Ercan felt that performance, while fundamental, is just one part of the solution for investors who increasingly want a ‘bionic’ combination of expertise augmented by technology. “Clients raised on Uber and Airbnb expect that kind of simplicity and convenience from their wealth manager,” he asserted. “But when there are concerns about the market, you have to be there in person, you have to be open and honest.”

Profit with purpose

Faced with the daunting challenge of wrapping-up the day and drawing some conclusions, Spear’s editor Alec Marsh gathered a final panel consisting of Ian Barnard, founding partner of Capital Generation Partners, Victoria Leggett, a portfolio manager at UBP, Lord O’Neill of Gatley, vice chairman of the Northern Powerhouse Partnership and Dolfin CEO Denis Nagy.

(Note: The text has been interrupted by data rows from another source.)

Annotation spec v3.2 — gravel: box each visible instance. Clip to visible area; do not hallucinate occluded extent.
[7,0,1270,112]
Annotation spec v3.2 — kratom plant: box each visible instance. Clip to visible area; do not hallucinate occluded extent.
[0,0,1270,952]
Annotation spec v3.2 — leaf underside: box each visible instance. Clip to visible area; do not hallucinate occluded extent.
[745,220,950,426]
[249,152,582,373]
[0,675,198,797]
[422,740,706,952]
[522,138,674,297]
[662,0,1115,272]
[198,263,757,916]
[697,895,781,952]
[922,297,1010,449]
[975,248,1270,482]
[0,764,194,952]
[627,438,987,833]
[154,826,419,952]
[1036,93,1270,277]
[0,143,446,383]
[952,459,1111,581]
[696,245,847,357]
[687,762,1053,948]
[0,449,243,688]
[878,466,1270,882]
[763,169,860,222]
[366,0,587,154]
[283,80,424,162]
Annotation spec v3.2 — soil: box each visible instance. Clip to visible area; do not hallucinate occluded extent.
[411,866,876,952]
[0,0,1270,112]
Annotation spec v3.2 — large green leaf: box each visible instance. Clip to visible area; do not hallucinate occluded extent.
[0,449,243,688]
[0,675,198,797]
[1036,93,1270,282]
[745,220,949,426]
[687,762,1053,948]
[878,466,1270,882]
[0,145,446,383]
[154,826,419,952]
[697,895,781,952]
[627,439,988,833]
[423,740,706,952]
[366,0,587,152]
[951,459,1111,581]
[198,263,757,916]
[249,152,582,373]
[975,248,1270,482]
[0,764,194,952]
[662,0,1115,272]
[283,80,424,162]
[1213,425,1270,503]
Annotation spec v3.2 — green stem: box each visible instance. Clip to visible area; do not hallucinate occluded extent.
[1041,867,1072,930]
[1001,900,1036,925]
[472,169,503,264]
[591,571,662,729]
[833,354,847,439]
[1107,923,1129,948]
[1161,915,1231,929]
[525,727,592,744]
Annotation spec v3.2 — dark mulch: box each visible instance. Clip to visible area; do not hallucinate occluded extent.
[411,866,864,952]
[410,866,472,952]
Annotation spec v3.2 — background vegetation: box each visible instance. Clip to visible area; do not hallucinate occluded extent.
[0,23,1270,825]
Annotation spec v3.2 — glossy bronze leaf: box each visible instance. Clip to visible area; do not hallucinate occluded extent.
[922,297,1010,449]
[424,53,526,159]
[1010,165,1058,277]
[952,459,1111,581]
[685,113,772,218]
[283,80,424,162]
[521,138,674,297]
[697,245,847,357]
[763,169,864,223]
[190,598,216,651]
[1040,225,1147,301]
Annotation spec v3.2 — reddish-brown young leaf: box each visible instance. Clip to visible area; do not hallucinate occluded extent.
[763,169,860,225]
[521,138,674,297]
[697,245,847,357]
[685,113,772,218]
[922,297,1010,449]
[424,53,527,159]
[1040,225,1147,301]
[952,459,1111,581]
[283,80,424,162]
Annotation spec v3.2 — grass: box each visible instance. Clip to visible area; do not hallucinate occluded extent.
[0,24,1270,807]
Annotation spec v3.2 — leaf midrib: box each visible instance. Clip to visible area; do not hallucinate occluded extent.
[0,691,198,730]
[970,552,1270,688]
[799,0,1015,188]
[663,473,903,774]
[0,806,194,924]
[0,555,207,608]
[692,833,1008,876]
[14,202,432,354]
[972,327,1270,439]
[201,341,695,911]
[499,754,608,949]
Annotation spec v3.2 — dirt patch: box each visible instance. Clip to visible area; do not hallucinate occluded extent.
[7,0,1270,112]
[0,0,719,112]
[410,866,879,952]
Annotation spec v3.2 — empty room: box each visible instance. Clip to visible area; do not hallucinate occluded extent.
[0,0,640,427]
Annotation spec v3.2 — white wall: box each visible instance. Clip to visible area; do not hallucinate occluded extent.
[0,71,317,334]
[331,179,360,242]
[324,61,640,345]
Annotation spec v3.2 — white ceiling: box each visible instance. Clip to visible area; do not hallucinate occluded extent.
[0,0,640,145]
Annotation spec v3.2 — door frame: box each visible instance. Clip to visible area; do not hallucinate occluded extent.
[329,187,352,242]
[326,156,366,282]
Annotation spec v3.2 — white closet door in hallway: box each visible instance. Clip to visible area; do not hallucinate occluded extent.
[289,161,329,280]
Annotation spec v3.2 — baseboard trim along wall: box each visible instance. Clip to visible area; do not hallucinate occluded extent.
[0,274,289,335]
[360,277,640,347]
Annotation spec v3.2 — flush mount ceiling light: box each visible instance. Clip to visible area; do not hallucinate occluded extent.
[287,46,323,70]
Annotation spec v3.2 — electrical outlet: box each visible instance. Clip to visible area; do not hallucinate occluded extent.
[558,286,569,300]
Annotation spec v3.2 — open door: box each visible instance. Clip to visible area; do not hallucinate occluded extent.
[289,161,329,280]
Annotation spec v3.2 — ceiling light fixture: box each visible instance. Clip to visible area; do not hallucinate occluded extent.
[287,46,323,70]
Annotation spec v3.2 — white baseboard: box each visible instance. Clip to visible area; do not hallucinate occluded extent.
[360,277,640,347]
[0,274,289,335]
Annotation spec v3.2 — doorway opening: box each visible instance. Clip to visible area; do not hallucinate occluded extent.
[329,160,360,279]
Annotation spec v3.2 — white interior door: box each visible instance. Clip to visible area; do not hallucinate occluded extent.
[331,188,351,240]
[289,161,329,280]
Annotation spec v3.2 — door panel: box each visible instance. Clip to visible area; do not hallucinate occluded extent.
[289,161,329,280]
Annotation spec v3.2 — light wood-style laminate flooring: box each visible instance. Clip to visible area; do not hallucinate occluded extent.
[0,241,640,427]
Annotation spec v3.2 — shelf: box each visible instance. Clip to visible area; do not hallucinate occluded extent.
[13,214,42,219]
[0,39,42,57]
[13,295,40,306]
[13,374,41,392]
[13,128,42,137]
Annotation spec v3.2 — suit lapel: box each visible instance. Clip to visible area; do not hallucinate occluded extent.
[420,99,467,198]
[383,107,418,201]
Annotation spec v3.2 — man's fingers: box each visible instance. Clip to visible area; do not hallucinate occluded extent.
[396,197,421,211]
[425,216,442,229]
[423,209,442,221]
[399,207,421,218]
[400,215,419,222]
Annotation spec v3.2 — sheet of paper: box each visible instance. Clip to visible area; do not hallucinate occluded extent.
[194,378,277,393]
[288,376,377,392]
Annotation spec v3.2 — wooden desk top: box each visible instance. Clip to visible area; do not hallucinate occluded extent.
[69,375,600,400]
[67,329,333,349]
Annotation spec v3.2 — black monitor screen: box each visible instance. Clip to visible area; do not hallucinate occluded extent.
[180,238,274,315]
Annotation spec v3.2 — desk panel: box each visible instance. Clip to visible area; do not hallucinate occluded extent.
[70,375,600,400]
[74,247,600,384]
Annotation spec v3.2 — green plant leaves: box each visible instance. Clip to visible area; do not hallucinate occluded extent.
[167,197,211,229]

Brexit was the first ball Marsh bowled but his panel was keen to bat it away. “There are lots of things that attract people to the UK. Most of them won’t change after Brexit,” said Leggett. “At the Brexit referendum, we voted to be poorer. The only question now is how much,” offered Barnard.

O’Neil segued like a consummate politician. “I don’t think Brexit is the biggest threat to the UK economy,” he said. For O’Neil, the main problems facing the UK are the 20 per cent in ‘lost’ productivity over the last decide, coinciding with profound generational inequality and regional inequality.

One of O’Neill’s complaints was the way big corporates distort the investment landscape. “The single biggest buyers of equities over the last 15 years have been companies themselves,” he said “It’s sort of gaming the system.”

 

The panel agreed that addressing inequality is increasingly on the minds of investors. “A lot more people are talking to me about fairness,” said Barnard “It’s generational.” He went on to talk about the rise of impact investment and ESG funds among millennial investors especially, saying that he could see a future where ‘100 per cent of investments are sustainable’.

 

Indeed, this was reflected in Nagy’s remarks who confirmed that sustainable investing is a major trend. While noting that “$1 trillion is being transferred every year form one generation to the next,” he made the point that those young people want “more meaning in general in how they live and how they invest.”

O’Neill agreed with Nagy. “Profit with purpose”, as he put it, has a fundamental part to play in the future of wealth.